Sunday Roast Introduction
Matt’s restaurant won the accolade of serving “Britain’s Best Roast Dinner”. He tells you that the first part of his course will show you how to recreate those award-winning dishes at home. The recipes he will show you include a Beef Wellington and – for vegetarians – a Mushroom Wellington, the ultimate roast potatoes and his famous MasterChef red wine sauce.
Lesson One: Beef Wellington
Matt kicks off with the ultimate in fine dining, the Beef Wellington. This splendid pastry-wrapped fillet of beef appears on the menus of many of the world's best restaurants. It is a dish with several stages, which Matt takes you through clearly and helpfully. Treat yourself by learning how to master this culinary masterpiece.
Lesson Two: Roast Potatoes
In this episode, Matt teaches you an essential life skill: making the ultimate roast potato. He prides himself on cooking the crispiest, fluffiest roast potatoes and shows you all the little touches that go into creating them. This will elevate your Sunday lunches to a new level – forever!
Lesson Three: Mushroom Wellington
Matt shows us how to make a restaurant-quality, vegetarian, Sunday roast headliner. The Mushroom Wellington is filled with caramelised onion, spinach and mushroom duxelles.

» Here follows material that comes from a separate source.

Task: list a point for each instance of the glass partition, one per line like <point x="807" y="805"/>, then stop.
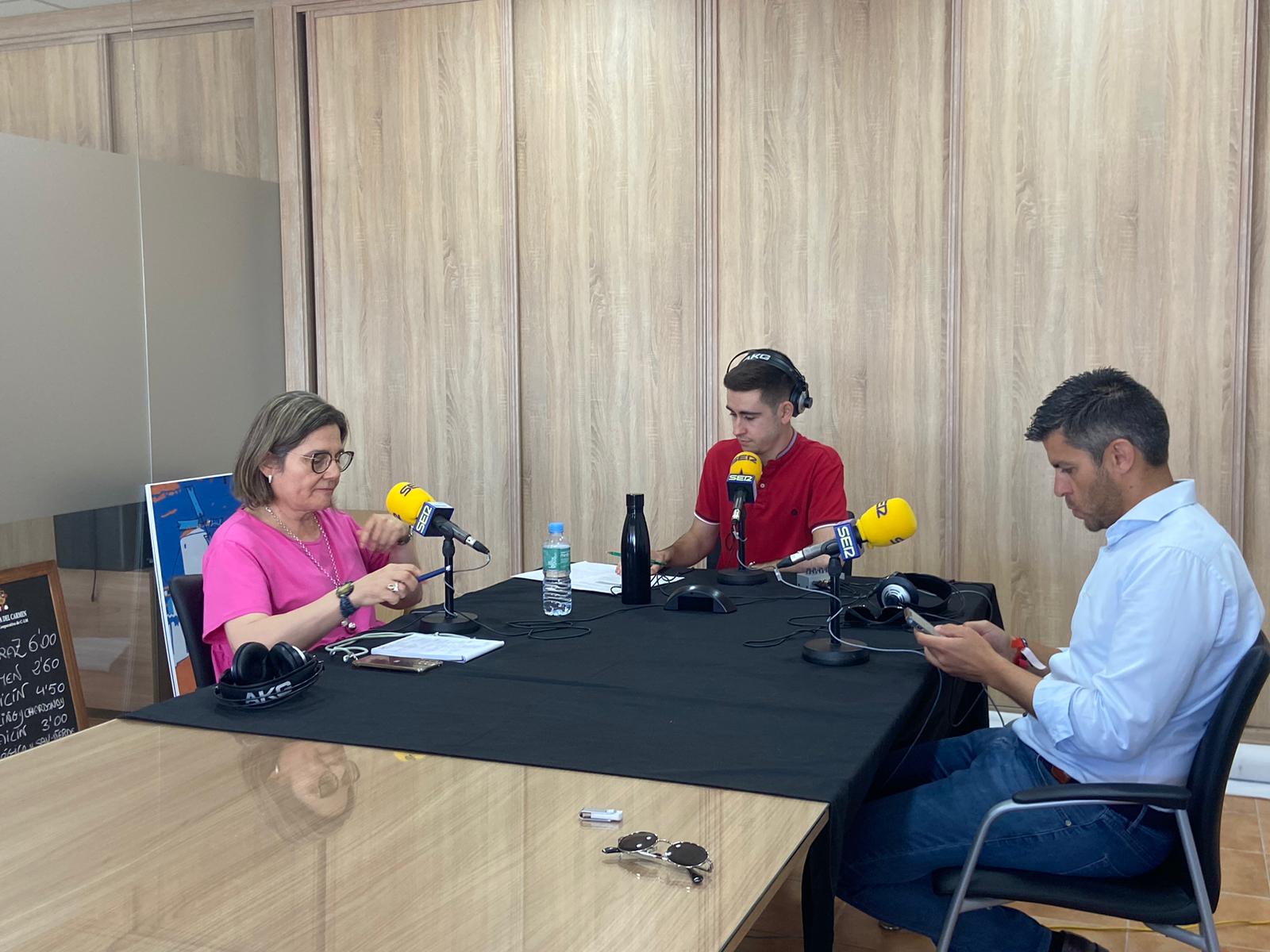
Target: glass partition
<point x="140" y="295"/>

It's easy to make, looks splendid and tastes terrific – one that will impress all your guests.
Lesson Four: Red Wine Sauce
When MasterChef: The Professionals judge Marcus Wareing tasted Matt's sauce, he commented, "this is one of the best sauces I have ever tasted during my time in the MasterChef kitchen". In this episode, Matt shows you how to make his famous red wine sauce, which will be the crowning glory of your impeccable Sunday roast.
Lesson Five: Classic Crème Brûlée
With its name translating as "burnt cream", this iconic French dessert is a truly luxurious way to end a meal. Matt shows you how to create both the velvety custard base and the classic crunchy caramelised top. A real crowd-pleaser, this is a restaurant classic that your family and friends will thank you for mastering!
Lesson Six: Refined Fish & Chips
Fish and chips is always a favourite. In this episode, Matt takes this straightforward British classic and elevates it to a fine-dining dish. Learn how to cook cod, crispy potatoes professionally and create a chip-shop style curry sauce packed with umami. The results are truly delicious.
Lesson Seven: Beef Tartare with a Blue Cheese & Onion Toastie
Beef Tartare is a restaurant classic. Learn to make one of Matt's absolute favourite dishes. It doesn't require a lot of cooking, but it does require a lot of preparation and concentration. Matt cleverly pairs the tartare with a Blue Cheese & Onion Toastie, an audacious touch that works a treat!
Lesson Eight: Knife Skills
Learning knife skills is an essential part of being an expert chef. Here, Matt teaches you how to sharpen your knife and takes you through the variety of knives required in a kitchen. He also teaches you three essential cutting techniques: the brunoise, the julienne and the mirepoix. Once you've done this lesson, you'll be able to show off your knife skills to your friends!
Lesson Nine: Smoked Eel Salad
In this episode, Matt shows you how to make a stylish restaurant starter, a strikingly presented dish of smoked eel on celeriac remoulade with pickled radish. Eel is something you find either in a super high-end restaurant or an East London jellied eel shop. This recipe brings these two approaches together to create a light, umami flavour bomb with all the hallmarks of a restaurant-quality dish.